Let's not delude ourselves: Quitting smoking means summoning up all your willpower.
But with a little mental preparation and strategy, you can make the path to a cigarette-free future a little easier.
Focusing on three things – the daily rituals, the rewards of a smoke-free life, and the chemical replacements that give you your nicotine fix – can make a successful outcome more likely.
Smokers are all aware that cigarettes are closely linked to certain situations.
It is often simply part of waiting, digesting a meal or dealing with strain.
If you’re trying to bridge waiting time, then you need to find a different task.
Sort out photos on your mobile phone, look up new recipes, read a book or breathe consciously.
And after a meal?
Make yourself a cup of good coffee or tea, or eat a piece of dark chocolate, instead of having a cigarette.
If you find yourself getting fidgety, you can keep your hands busy with an anti-stress ball or a pen.
If you smoke a pack of 20 cigarettes a day and quit, the savings you make should easily be enough for an extra holiday after an entire year.
You can work out your individual savings with one of the many cigarette expense calculators available online, and plan ways to reward yourself with the money you’ve saved.
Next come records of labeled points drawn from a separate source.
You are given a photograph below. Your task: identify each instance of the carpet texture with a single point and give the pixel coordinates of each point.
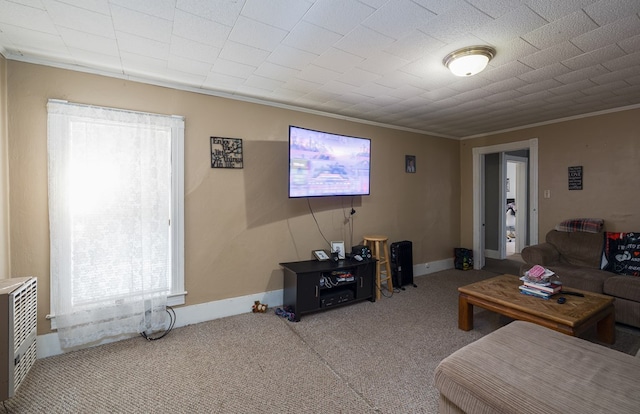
(362, 358)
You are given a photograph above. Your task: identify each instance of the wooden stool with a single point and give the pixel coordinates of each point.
(380, 251)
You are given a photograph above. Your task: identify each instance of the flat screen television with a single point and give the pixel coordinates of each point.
(322, 164)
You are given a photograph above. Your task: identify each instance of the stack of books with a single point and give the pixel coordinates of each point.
(542, 290)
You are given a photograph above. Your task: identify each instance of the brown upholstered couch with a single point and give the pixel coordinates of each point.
(575, 257)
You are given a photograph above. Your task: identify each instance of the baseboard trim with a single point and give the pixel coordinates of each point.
(49, 345)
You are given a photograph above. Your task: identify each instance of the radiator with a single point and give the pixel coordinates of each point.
(18, 331)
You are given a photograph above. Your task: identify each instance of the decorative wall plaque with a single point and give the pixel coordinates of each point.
(226, 152)
(575, 178)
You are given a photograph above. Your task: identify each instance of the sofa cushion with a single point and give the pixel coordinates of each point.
(626, 287)
(578, 248)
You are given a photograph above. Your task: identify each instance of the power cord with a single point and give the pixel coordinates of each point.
(316, 220)
(172, 322)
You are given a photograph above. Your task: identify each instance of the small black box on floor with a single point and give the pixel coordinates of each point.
(362, 251)
(401, 263)
(463, 258)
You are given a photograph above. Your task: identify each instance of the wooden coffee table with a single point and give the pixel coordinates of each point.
(500, 294)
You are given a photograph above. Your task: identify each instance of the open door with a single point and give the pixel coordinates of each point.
(516, 205)
(479, 218)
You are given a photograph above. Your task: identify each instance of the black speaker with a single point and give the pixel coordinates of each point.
(401, 263)
(361, 250)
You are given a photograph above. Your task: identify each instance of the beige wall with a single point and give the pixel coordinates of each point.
(5, 262)
(608, 148)
(239, 224)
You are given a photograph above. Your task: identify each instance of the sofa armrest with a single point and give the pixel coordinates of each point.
(543, 254)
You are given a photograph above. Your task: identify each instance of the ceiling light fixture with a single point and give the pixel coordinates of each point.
(469, 61)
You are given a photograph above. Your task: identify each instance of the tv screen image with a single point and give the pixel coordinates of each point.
(322, 164)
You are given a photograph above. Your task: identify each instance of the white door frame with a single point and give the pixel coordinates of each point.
(478, 193)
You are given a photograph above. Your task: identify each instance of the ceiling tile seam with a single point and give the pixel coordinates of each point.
(121, 69)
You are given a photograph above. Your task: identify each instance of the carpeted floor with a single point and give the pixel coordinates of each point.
(362, 358)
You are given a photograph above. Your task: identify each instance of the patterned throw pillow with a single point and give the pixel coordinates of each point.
(588, 225)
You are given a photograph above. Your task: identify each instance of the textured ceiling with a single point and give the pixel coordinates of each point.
(373, 60)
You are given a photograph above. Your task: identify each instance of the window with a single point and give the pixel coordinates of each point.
(116, 201)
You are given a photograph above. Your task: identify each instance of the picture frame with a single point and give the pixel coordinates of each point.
(410, 164)
(320, 255)
(226, 152)
(338, 247)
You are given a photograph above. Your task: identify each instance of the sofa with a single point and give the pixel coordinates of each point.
(575, 257)
(527, 368)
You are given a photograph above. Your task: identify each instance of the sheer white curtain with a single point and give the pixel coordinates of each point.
(109, 217)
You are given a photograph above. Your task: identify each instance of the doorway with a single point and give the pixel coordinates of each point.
(480, 197)
(516, 202)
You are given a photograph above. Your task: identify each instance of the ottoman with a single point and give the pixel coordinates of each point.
(526, 368)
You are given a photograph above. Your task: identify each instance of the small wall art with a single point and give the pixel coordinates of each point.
(575, 177)
(226, 152)
(410, 163)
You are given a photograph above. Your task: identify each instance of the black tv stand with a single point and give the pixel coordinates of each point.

Of course, it’s also helpful to focus on the everyday benefits: be mindful of details like having stronger lungs, less smelly breath and no more yellow fingernails.
Withdrawal symptoms such as restlessness or poor concentration levels when quitting are likely, as your body will miss the nicotine to which it has become accustomed.
This is where nicotine plasters, pastilles and chewing gum can help to cushion the withdrawal symptoms.
The user is not subjected to the 4,000 or so other harmful substances in an ordinary cigarette.
The dosage of the substitutes can be reduced gradually until you no longer need them at all.
A 2023 evaluation by Germany’s Öko Test consumer magazine found that 12 products available on the European market actually increased the chance of weaning oneself off cigarettes.
However, people should be aware that nicotine from cigarettes reaches the brain in seconds and triggers a feeling of well-being.
This process takes longer with substitute products, which can also be addictive.
But which product is the best?
Patches keep nicotine levels constant and sudden withdrawal symptoms can be avoided.
Chewing gums or pastilles, on the other hand, work faster than patches and give the user a feeling of doing something.
A combined use of these products might be advisable for some.